[Tarantool-patches] [PATCH v2 2/4] replication: retry in case of XlogGapError
Serge Petrenko
sergepetrenko at tarantool.org
Wed Sep 16 13:59:11 MSK 2020
16.09.2020 00:23, Vladislav Shpilevoy пишет:
> Hi! Thanks for the review!
>
>> I propose you rework the tests so that they expect upstream.status == 'loading'
>> instead of deleting them altogether.
> I return them back for now with a few amendments. However here is
> the motivation why I dropped them earlier:
>
> - Their functionality was fully covered by some other tests doing exactly the same;
> - Both removed tests were also doing the same;
> - Xlog/panic_on_wal_error is in a wrong folder, we should have such tests in
> replication/ folder. Also the test is close to useless because it seems it
> tries to see what happens with recovery when box.cfg{force_recovery = false}
> on the replica, but the setting is installed on the master. So it does not mean
> anything.
>
> Anyway, now they are back. Maybe we will drop them later someday.
Thanks for your answer!
Still I believe we should delete the tests as a part of some separate
activity.
The patch LGTM.
>
> To make them work with the 'loading' status I needed to move one line in
> xlog/replica.lua and replication/replica.lua about starting the admin console
> before box.cfg. So as test-run could attach before box.cfg is finished.

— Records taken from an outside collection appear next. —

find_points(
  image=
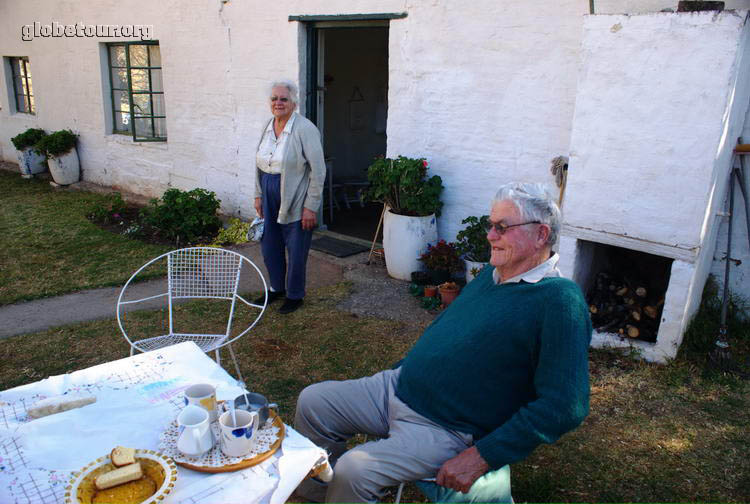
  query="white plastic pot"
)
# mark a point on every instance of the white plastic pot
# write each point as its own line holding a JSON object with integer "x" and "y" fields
{"x": 470, "y": 265}
{"x": 404, "y": 240}
{"x": 65, "y": 169}
{"x": 31, "y": 163}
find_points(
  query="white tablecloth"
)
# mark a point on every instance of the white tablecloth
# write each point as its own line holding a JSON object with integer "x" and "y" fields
{"x": 137, "y": 398}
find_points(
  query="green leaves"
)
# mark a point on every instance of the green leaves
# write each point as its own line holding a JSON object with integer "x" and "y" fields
{"x": 56, "y": 144}
{"x": 28, "y": 138}
{"x": 471, "y": 241}
{"x": 184, "y": 217}
{"x": 400, "y": 183}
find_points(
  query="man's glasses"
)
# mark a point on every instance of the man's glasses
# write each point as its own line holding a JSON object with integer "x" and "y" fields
{"x": 501, "y": 229}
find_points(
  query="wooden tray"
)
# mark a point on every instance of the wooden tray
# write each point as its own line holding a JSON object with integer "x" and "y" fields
{"x": 247, "y": 462}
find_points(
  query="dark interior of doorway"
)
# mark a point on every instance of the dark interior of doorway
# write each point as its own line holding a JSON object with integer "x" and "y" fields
{"x": 355, "y": 78}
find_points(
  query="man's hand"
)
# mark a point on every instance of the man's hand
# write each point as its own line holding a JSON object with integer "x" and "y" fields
{"x": 309, "y": 219}
{"x": 460, "y": 472}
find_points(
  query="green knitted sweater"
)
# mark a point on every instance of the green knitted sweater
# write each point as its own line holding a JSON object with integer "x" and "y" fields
{"x": 506, "y": 363}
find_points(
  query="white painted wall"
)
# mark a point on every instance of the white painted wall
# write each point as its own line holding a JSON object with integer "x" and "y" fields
{"x": 485, "y": 92}
{"x": 643, "y": 6}
{"x": 652, "y": 142}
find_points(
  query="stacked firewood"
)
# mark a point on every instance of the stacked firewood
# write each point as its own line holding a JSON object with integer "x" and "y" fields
{"x": 621, "y": 306}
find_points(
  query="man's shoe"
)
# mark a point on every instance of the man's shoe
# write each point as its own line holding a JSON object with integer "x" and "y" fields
{"x": 272, "y": 296}
{"x": 290, "y": 305}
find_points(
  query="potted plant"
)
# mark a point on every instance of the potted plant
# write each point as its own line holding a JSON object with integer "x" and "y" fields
{"x": 413, "y": 205}
{"x": 60, "y": 149}
{"x": 472, "y": 244}
{"x": 441, "y": 261}
{"x": 29, "y": 160}
{"x": 448, "y": 292}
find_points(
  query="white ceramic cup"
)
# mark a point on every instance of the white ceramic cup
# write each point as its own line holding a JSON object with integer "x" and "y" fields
{"x": 237, "y": 440}
{"x": 196, "y": 437}
{"x": 203, "y": 395}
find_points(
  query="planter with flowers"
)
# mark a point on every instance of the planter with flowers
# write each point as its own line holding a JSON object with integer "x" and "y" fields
{"x": 60, "y": 149}
{"x": 30, "y": 161}
{"x": 472, "y": 244}
{"x": 441, "y": 261}
{"x": 413, "y": 205}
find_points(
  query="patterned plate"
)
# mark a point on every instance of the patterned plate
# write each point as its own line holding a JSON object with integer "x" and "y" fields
{"x": 158, "y": 468}
{"x": 213, "y": 461}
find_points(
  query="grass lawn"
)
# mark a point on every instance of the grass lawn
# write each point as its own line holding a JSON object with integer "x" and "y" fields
{"x": 50, "y": 248}
{"x": 656, "y": 433}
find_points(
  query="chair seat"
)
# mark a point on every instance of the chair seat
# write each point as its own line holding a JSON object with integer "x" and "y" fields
{"x": 206, "y": 342}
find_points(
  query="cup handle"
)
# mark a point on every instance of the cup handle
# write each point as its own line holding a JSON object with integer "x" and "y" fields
{"x": 256, "y": 424}
{"x": 197, "y": 439}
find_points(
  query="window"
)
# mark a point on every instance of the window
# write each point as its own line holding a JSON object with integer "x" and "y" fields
{"x": 137, "y": 91}
{"x": 21, "y": 72}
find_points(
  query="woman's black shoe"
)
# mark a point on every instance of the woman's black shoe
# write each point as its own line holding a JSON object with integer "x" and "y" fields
{"x": 272, "y": 296}
{"x": 290, "y": 305}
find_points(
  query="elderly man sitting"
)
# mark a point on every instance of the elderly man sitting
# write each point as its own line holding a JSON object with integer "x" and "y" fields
{"x": 502, "y": 370}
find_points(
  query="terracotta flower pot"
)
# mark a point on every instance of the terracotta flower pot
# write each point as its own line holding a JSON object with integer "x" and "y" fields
{"x": 448, "y": 292}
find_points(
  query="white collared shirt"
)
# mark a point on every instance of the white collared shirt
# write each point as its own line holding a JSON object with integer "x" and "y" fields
{"x": 271, "y": 149}
{"x": 547, "y": 269}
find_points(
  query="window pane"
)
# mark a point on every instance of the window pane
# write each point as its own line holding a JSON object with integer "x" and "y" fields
{"x": 161, "y": 127}
{"x": 23, "y": 103}
{"x": 121, "y": 101}
{"x": 138, "y": 55}
{"x": 119, "y": 78}
{"x": 156, "y": 84}
{"x": 143, "y": 128}
{"x": 117, "y": 55}
{"x": 23, "y": 67}
{"x": 122, "y": 121}
{"x": 158, "y": 101}
{"x": 18, "y": 84}
{"x": 155, "y": 55}
{"x": 142, "y": 104}
{"x": 139, "y": 80}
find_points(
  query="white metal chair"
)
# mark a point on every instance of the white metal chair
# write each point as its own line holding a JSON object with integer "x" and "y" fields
{"x": 196, "y": 273}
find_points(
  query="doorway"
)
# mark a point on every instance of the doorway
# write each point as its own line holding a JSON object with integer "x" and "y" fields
{"x": 350, "y": 69}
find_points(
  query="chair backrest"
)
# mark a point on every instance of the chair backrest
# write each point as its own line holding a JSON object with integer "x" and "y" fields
{"x": 203, "y": 272}
{"x": 196, "y": 273}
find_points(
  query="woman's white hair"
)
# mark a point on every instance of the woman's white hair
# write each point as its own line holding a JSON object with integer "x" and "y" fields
{"x": 291, "y": 86}
{"x": 534, "y": 203}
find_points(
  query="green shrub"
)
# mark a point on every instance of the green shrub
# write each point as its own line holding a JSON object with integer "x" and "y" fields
{"x": 401, "y": 184}
{"x": 442, "y": 256}
{"x": 28, "y": 138}
{"x": 56, "y": 144}
{"x": 109, "y": 210}
{"x": 235, "y": 233}
{"x": 471, "y": 242}
{"x": 186, "y": 217}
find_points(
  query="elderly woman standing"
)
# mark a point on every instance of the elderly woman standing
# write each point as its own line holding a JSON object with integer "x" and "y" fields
{"x": 290, "y": 172}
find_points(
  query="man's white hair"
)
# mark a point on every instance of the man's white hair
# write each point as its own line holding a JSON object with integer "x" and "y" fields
{"x": 291, "y": 86}
{"x": 534, "y": 203}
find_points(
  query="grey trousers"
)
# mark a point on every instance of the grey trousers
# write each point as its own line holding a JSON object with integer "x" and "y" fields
{"x": 410, "y": 447}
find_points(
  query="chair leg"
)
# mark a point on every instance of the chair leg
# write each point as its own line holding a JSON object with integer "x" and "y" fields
{"x": 236, "y": 366}
{"x": 398, "y": 494}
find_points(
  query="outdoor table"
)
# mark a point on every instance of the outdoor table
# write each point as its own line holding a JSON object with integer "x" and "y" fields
{"x": 137, "y": 398}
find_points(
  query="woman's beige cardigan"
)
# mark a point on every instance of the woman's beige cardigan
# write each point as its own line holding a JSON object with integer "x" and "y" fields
{"x": 303, "y": 171}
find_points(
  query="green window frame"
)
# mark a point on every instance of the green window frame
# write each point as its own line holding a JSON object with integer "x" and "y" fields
{"x": 22, "y": 88}
{"x": 137, "y": 91}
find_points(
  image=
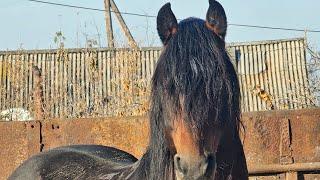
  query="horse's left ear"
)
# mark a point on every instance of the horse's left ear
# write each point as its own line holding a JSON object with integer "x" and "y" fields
{"x": 167, "y": 24}
{"x": 216, "y": 19}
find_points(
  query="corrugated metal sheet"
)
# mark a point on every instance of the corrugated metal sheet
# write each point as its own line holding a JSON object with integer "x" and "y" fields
{"x": 82, "y": 82}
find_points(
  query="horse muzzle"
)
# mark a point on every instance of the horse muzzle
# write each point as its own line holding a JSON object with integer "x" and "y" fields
{"x": 190, "y": 169}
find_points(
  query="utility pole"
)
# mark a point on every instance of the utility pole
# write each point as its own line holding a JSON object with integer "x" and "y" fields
{"x": 109, "y": 29}
{"x": 123, "y": 25}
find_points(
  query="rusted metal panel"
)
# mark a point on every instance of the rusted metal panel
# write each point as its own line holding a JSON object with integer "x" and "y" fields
{"x": 128, "y": 134}
{"x": 277, "y": 67}
{"x": 269, "y": 136}
{"x": 18, "y": 141}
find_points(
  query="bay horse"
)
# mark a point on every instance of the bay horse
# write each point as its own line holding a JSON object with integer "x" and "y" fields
{"x": 194, "y": 115}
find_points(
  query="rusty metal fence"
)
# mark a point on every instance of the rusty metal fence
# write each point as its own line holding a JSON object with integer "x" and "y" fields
{"x": 278, "y": 145}
{"x": 105, "y": 82}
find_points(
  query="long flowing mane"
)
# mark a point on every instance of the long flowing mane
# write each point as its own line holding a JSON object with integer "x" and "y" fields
{"x": 193, "y": 66}
{"x": 194, "y": 115}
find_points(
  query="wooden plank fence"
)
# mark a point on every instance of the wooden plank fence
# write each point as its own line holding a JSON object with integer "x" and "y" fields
{"x": 105, "y": 82}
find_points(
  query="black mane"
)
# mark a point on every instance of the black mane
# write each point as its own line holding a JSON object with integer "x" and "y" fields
{"x": 195, "y": 75}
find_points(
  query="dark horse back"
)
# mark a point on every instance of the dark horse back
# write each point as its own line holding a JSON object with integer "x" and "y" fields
{"x": 73, "y": 162}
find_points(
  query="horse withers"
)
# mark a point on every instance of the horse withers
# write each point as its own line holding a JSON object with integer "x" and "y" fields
{"x": 194, "y": 115}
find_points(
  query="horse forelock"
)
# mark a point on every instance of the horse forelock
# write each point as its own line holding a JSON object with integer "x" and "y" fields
{"x": 195, "y": 77}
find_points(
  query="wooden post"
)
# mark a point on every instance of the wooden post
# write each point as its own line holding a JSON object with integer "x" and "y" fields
{"x": 38, "y": 95}
{"x": 109, "y": 29}
{"x": 123, "y": 25}
{"x": 292, "y": 176}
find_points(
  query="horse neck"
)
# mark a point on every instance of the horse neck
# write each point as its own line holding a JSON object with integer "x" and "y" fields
{"x": 154, "y": 165}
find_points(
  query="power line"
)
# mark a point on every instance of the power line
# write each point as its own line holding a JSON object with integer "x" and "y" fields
{"x": 88, "y": 8}
{"x": 152, "y": 16}
{"x": 275, "y": 28}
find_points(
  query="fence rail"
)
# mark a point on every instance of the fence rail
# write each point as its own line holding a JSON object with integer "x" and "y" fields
{"x": 93, "y": 82}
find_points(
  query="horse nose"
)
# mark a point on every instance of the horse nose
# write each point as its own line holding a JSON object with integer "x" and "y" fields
{"x": 188, "y": 167}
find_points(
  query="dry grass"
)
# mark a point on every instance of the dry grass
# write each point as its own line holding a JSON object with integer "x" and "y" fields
{"x": 81, "y": 93}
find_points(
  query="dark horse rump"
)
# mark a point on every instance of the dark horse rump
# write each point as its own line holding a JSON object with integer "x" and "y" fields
{"x": 73, "y": 162}
{"x": 194, "y": 114}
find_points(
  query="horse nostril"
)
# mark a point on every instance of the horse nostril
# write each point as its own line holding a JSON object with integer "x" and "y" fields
{"x": 180, "y": 165}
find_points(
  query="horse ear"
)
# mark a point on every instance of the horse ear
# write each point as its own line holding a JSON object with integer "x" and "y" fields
{"x": 216, "y": 19}
{"x": 167, "y": 24}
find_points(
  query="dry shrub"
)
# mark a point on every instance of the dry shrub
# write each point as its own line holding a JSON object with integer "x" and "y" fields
{"x": 77, "y": 90}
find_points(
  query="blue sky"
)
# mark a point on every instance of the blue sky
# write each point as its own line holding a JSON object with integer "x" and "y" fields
{"x": 33, "y": 26}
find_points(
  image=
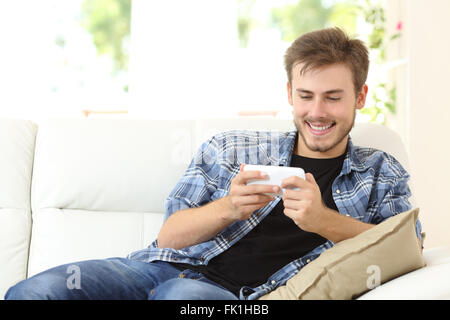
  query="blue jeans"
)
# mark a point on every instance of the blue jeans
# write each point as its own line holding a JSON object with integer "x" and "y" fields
{"x": 118, "y": 278}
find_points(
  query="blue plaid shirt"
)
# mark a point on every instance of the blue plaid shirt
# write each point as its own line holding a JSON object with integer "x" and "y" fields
{"x": 371, "y": 187}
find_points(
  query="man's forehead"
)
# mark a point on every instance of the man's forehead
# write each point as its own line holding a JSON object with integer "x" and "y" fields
{"x": 328, "y": 77}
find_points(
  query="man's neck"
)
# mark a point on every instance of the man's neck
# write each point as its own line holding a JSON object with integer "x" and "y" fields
{"x": 302, "y": 149}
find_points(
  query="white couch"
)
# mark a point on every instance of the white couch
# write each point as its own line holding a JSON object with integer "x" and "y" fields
{"x": 76, "y": 189}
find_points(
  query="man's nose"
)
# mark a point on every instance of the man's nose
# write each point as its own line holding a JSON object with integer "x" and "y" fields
{"x": 318, "y": 108}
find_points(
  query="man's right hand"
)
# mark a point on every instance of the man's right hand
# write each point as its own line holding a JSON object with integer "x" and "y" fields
{"x": 245, "y": 199}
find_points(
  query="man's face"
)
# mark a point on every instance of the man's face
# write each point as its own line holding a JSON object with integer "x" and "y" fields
{"x": 325, "y": 106}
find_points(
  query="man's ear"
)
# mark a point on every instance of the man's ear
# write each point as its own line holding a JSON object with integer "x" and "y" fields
{"x": 361, "y": 99}
{"x": 289, "y": 91}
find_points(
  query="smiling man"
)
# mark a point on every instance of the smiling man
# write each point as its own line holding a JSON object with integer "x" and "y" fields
{"x": 224, "y": 239}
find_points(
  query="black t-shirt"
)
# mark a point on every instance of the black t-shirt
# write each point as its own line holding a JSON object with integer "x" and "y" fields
{"x": 275, "y": 241}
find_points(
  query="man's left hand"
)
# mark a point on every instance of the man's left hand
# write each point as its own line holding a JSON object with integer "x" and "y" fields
{"x": 305, "y": 206}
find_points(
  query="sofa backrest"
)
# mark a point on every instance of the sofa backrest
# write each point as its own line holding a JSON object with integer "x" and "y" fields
{"x": 99, "y": 186}
{"x": 17, "y": 138}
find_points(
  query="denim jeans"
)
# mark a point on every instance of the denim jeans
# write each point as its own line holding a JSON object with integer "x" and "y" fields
{"x": 118, "y": 278}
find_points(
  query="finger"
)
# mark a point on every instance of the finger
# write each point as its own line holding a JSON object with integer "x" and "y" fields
{"x": 292, "y": 204}
{"x": 252, "y": 199}
{"x": 294, "y": 181}
{"x": 310, "y": 178}
{"x": 256, "y": 189}
{"x": 247, "y": 211}
{"x": 243, "y": 176}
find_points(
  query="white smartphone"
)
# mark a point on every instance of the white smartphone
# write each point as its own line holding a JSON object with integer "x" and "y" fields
{"x": 275, "y": 175}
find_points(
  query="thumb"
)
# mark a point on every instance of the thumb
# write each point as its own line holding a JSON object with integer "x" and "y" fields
{"x": 310, "y": 178}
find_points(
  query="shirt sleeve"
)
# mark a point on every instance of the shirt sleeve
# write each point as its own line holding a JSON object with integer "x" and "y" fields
{"x": 198, "y": 183}
{"x": 393, "y": 197}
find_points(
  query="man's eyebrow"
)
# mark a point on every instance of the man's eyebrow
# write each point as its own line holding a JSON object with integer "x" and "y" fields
{"x": 301, "y": 90}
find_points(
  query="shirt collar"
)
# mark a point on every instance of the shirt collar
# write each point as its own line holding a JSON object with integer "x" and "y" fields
{"x": 351, "y": 161}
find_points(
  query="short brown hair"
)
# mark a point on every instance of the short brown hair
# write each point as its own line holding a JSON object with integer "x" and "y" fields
{"x": 328, "y": 46}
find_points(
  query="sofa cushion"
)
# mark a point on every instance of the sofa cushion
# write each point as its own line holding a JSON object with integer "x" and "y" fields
{"x": 356, "y": 265}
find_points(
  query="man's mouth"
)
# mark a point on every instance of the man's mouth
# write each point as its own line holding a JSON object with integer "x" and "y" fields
{"x": 320, "y": 128}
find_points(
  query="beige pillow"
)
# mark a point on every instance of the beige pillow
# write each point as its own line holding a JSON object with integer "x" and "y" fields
{"x": 356, "y": 265}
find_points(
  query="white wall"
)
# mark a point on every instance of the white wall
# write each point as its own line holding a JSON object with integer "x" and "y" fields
{"x": 428, "y": 120}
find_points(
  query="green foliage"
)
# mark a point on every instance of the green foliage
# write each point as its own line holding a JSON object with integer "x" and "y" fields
{"x": 306, "y": 15}
{"x": 109, "y": 23}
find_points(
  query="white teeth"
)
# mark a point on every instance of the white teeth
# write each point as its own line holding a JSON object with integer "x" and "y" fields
{"x": 319, "y": 128}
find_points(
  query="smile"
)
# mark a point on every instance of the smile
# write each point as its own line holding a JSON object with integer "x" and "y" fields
{"x": 319, "y": 129}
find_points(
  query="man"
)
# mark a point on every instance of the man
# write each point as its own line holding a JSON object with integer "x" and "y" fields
{"x": 224, "y": 239}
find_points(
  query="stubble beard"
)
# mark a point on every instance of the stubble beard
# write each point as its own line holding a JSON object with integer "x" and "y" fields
{"x": 344, "y": 132}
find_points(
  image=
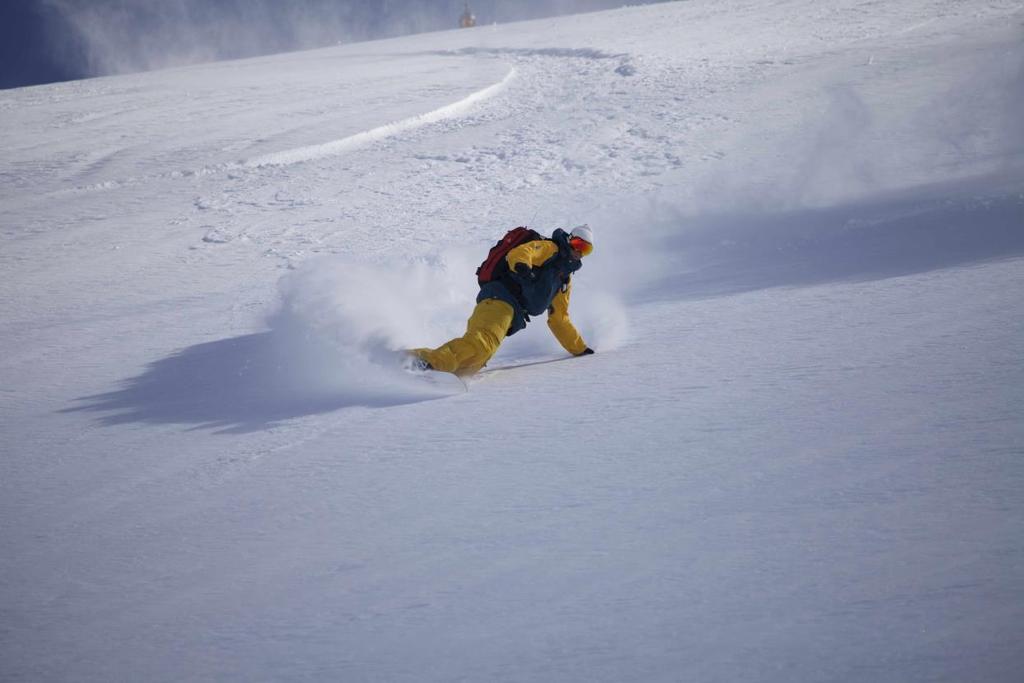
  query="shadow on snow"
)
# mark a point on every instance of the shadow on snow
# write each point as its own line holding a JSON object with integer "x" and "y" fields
{"x": 238, "y": 385}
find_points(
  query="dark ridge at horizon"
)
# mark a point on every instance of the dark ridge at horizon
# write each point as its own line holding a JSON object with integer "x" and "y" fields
{"x": 48, "y": 41}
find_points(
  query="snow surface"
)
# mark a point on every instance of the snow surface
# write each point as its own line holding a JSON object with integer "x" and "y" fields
{"x": 797, "y": 455}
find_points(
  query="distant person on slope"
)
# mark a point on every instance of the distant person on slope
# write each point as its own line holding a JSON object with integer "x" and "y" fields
{"x": 524, "y": 274}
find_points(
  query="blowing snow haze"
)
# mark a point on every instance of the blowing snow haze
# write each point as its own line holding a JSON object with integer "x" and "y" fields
{"x": 59, "y": 40}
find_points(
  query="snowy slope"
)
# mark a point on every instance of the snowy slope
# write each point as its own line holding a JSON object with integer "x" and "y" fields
{"x": 796, "y": 456}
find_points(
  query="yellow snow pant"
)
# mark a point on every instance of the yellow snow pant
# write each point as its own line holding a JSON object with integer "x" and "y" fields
{"x": 484, "y": 332}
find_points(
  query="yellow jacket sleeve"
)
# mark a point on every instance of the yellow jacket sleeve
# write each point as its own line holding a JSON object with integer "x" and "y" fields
{"x": 561, "y": 326}
{"x": 534, "y": 253}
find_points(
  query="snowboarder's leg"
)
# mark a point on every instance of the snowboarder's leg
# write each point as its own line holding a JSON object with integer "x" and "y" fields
{"x": 484, "y": 333}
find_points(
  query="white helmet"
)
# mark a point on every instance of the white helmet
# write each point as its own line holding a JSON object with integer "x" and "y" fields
{"x": 584, "y": 232}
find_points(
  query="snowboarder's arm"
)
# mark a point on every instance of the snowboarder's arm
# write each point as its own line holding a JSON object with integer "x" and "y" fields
{"x": 561, "y": 326}
{"x": 531, "y": 254}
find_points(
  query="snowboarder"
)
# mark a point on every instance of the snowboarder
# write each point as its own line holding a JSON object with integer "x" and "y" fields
{"x": 527, "y": 280}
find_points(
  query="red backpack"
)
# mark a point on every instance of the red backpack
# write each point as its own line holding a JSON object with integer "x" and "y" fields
{"x": 495, "y": 265}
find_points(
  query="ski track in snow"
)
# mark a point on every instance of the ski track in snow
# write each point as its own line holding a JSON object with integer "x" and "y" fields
{"x": 333, "y": 147}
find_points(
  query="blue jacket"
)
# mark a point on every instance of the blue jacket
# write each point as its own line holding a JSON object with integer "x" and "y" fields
{"x": 529, "y": 287}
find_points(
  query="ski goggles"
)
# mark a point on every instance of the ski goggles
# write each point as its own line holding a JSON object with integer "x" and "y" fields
{"x": 581, "y": 245}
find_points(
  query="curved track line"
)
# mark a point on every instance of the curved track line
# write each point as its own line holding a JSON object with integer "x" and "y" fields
{"x": 345, "y": 143}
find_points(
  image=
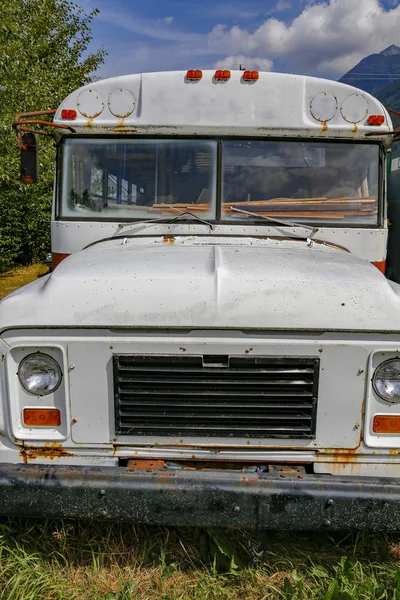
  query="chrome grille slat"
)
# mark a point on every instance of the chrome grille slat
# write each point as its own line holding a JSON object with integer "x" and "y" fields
{"x": 215, "y": 396}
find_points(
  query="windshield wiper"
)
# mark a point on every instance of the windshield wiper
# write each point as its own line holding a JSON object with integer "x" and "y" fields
{"x": 168, "y": 220}
{"x": 313, "y": 230}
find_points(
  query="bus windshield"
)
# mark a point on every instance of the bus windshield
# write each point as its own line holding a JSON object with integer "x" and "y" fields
{"x": 129, "y": 179}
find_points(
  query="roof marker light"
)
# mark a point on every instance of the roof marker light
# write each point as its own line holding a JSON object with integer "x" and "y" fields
{"x": 251, "y": 75}
{"x": 69, "y": 114}
{"x": 194, "y": 74}
{"x": 222, "y": 75}
{"x": 376, "y": 119}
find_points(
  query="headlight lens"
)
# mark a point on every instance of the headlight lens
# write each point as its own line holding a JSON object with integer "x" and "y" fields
{"x": 386, "y": 380}
{"x": 39, "y": 374}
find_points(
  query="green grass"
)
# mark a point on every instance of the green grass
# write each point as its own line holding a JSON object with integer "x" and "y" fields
{"x": 76, "y": 560}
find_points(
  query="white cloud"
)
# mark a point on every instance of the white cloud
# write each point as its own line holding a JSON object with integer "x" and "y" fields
{"x": 280, "y": 6}
{"x": 329, "y": 36}
{"x": 246, "y": 62}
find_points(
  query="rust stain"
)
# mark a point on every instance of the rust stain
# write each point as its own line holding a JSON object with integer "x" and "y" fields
{"x": 169, "y": 239}
{"x": 50, "y": 450}
{"x": 246, "y": 479}
{"x": 147, "y": 465}
{"x": 123, "y": 130}
{"x": 394, "y": 451}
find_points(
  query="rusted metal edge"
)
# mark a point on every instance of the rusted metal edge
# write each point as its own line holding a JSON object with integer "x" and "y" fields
{"x": 202, "y": 498}
{"x": 23, "y": 119}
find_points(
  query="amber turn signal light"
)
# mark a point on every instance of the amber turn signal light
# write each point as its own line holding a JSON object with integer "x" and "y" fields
{"x": 42, "y": 417}
{"x": 69, "y": 114}
{"x": 251, "y": 75}
{"x": 386, "y": 424}
{"x": 376, "y": 120}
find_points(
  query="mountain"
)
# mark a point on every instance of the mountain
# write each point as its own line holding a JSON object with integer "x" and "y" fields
{"x": 376, "y": 71}
{"x": 390, "y": 95}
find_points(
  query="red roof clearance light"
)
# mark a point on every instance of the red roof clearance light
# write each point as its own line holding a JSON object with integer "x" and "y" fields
{"x": 69, "y": 114}
{"x": 376, "y": 120}
{"x": 194, "y": 75}
{"x": 251, "y": 75}
{"x": 222, "y": 75}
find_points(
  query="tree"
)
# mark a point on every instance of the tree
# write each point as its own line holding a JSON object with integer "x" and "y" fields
{"x": 43, "y": 57}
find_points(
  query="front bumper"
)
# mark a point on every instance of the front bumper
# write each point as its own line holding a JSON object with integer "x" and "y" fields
{"x": 209, "y": 497}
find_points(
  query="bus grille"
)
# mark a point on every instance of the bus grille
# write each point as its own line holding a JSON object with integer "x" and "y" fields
{"x": 215, "y": 396}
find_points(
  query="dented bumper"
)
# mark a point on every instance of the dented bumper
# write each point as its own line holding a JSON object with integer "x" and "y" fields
{"x": 219, "y": 498}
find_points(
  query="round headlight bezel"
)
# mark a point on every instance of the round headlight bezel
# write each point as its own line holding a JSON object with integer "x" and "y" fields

> Otherwise it hangs because of 'loading'.
>
> See the full new patch below. The diff was too big.
>
> ====================
> replication: retry in case of XlogGapError
>
> Previously XlogGapError was considered a critical error stopping
> the replication. That may be not so good as it looks.
>
> XlogGapError is a perfectly fine error, which should not kill the
> replication connection. It should be retried instead.
>
> Because here is an example, when the gap can be recovered on its
> own. Consider the case: node1 is a leader, it is booted with
> vclock {1: 3}. Node2 connects and fetches snapshot of node1, it
> also gets vclock {1: 3}. Then node1 writes something and its
> vclock becomes {1: 4}. Now node3 boots from node1, and gets the
> same vclock. Vclocks now look like this:
>
> - node1: {1: 4}, leader, has {1: 3} snap.
> - node2: {1: 3}, booted from node1, has only snap.
> - node3: {1: 4}, booted from node1, has only snap.
>
> If the cluster is a fullmesh, node2 will send subscribe requests
> with vclock {1: 3}. If node3 receives it, it will respond with
> xlog gap error, because it only has a snap with {1: 4}, nothing
> else. In that case node2 should retry connecting to node3, and in
> the meantime try to get newer changes from node1.
>
> The example is totally valid. However it is unreachable now
> because master registers all replicas in _cluster before allowing
> them to make a join. So they all bootstrap from a snapshot
> containing all their IDs. This is a bug, because such
> auto-registration leads to registration of anonymous replicas, if
> they are present during bootstrap. Also it blocks Raft, which
> can't work if there are registered, but not yet joined nodes.
>
> Once the registration problem will be solved in a next commit, the
> XlogGapError will strike quite often during bootstrap. This patch
> won't allow that happen.
>
> Needed for #5287
>
> diff --git a/src/box/applier.cc b/src/box/applier.cc
> index c1d07ca54..96dd48c0d 100644
> --- a/src/box/applier.cc
> +++ b/src/box/applier.cc
> @@ -106,6 +106,7 @@ applier_log_error(struct applier *applier, struct error *e)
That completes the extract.